Andre - I get that you don't like night trains and can sympathize. But as someone that has taken A LOT of them, I've never had such experiences. Always a first but they are not seedy and I have no qualms about the conductor keeping my passport. I've recently done the reclining seat overnight and hated it. Party for how uncomfy it was and partly because I was worried about my belongings. But if in a compartment, I've never worried one bit.

Posted by Fred
San Francisco
2702 posts

Dianne, If you intend to get the Eurail Pass, then definitely go by night from Amsterdam to Zürich. I would. It's direct, arrives at 0820. But I would suggest staying at least one night in Berlin upon arrival from the West Coast, instead of immediately going from Tegel to Berlin Hbf. to catch the next ICE to Copenhagen. Take the Berlin-Copenhagen train the next morning. I've flown from SFO-Frankfurt, stayed one night there, and then was on the train next morning for four hours to Dortmund. You could do the Copenhagen-Amsterdam by day, Copenhagen-Hamburg, Hamburg-Duisburg on ICE, Duisburg-Amsterdam. If you want to save on the expenses, forego the couchette and sleeper option. That's extra and not covered by your Pass. Since the Amsterdam-Zurich (night) has the armchair option, with your Pass you'll probably pay 15-20 Euro out of pocket. All in all I think you have a good and flexible itinerary.

Posted by David
Florence, AL, USA
1972 posts

Diane: You are very lucky to have the time to start such an odyssey. Life is never ending. You look as if you're wanting to grab all the gusto the first time around. If you have not booked your flights: I would suggest you fly into Europe open jawed; starting at one end and flying out of the other end. If you're going to Copenhagen, why not just fly into Stockholm? It's a premier city of the world, on the level of Paris and London. Then, drop down to Copenhagen and Amsterdam; They are two great, fun cities. If you're young, Switzerland is a little too conservative, and. sidewalks roll up at dark. You might be better served to head for Munich, Innsbruck, Salzburg and over to Vienna. Then, take in Prague. I think you'll be much better satisfied with this approximate itinerary. I just hope you're not floating after these towns, as they are all fantastic beer drinking, hard partying cities.
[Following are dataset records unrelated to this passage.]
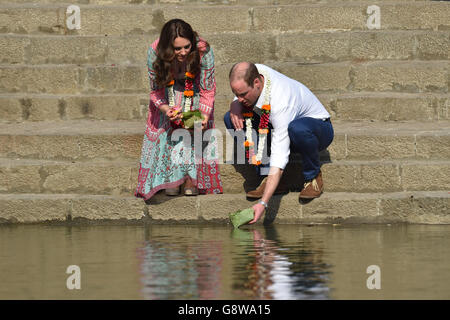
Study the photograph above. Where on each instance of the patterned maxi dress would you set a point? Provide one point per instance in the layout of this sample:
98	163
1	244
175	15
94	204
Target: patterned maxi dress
165	162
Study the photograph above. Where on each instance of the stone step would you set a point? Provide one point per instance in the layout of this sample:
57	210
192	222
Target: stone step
184	2
122	140
333	208
379	76
304	17
228	48
350	106
120	177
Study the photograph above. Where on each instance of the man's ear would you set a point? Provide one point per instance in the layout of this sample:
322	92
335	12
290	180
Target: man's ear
256	81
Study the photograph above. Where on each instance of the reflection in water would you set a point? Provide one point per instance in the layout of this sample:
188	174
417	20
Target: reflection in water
190	270
261	267
217	262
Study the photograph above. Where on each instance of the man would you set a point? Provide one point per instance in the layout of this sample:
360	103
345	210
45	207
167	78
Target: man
298	119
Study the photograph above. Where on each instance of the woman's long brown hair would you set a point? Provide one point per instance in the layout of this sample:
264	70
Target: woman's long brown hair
165	59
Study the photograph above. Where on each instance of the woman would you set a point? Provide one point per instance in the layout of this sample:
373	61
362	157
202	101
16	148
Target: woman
181	71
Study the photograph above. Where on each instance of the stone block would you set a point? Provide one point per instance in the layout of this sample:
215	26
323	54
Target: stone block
107	178
339	177
67	50
128	50
363	147
428	176
433	146
173	209
321	18
416	208
10	110
328	208
378	178
117	79
369	46
107	208
13	49
106	107
313	48
401	77
318	77
32	209
233	48
26	20
211	19
384	108
19	179
41	109
433	46
43	79
338	148
415	16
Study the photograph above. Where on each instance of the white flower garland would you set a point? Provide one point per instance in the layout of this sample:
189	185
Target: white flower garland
248	122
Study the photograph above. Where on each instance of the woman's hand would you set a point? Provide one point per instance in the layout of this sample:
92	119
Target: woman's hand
173	114
205	121
236	115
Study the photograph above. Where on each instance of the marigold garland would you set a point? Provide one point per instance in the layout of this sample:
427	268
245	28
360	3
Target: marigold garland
188	93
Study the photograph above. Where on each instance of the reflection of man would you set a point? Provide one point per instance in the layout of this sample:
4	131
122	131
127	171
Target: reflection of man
298	119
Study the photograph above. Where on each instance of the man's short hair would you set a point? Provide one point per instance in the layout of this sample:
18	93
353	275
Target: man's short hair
248	74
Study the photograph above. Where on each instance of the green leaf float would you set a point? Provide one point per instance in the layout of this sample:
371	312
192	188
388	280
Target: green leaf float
189	117
242	217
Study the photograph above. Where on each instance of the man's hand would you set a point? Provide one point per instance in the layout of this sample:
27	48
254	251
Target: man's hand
236	115
259	210
205	121
173	114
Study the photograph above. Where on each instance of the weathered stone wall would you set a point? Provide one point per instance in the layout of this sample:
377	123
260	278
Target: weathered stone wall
73	106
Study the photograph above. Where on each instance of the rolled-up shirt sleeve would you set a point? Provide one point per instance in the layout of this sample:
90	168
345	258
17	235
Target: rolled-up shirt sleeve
157	94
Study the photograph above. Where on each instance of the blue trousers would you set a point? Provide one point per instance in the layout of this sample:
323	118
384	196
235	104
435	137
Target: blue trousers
308	137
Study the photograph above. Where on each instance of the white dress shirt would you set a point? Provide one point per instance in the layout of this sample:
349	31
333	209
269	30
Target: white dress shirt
289	100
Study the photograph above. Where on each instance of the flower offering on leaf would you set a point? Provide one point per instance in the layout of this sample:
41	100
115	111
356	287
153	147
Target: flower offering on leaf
266	107
190	117
189	75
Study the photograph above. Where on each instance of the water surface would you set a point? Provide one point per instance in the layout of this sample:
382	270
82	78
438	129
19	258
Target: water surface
217	262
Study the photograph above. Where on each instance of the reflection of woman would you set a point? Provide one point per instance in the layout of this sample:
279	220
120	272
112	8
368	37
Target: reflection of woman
181	71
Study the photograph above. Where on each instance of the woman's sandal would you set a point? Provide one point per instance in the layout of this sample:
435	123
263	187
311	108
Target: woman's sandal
173	191
191	191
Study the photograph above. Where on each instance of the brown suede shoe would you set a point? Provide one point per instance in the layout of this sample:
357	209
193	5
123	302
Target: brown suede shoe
258	192
312	189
They would maximize good times for anyone.

Posted by stephen
Greeley, co, usa
245 posts

What happens to your first day plans if the flight is delayed? 5 of my last 7 flights to Europe were delayed by 5-27 hours!

Posted by jennifer
brooklyn, ny, usa
118 posts

hi diane - this is my first post as i am newly registered while planning my first trip. as others have stated, if you havent booked your flight already, try open jaw. i didnt even realize this existed until i read it in a rick steves guide. i had been pricing one way tickets. i didnt realize you could click "multi-city" and get way cheaper that way. my trip has me arriving in brussels and flying home from milan. it worked out to be $10 cheaper than a round trip to brussels, and now i do not have to return to brussels to fly home.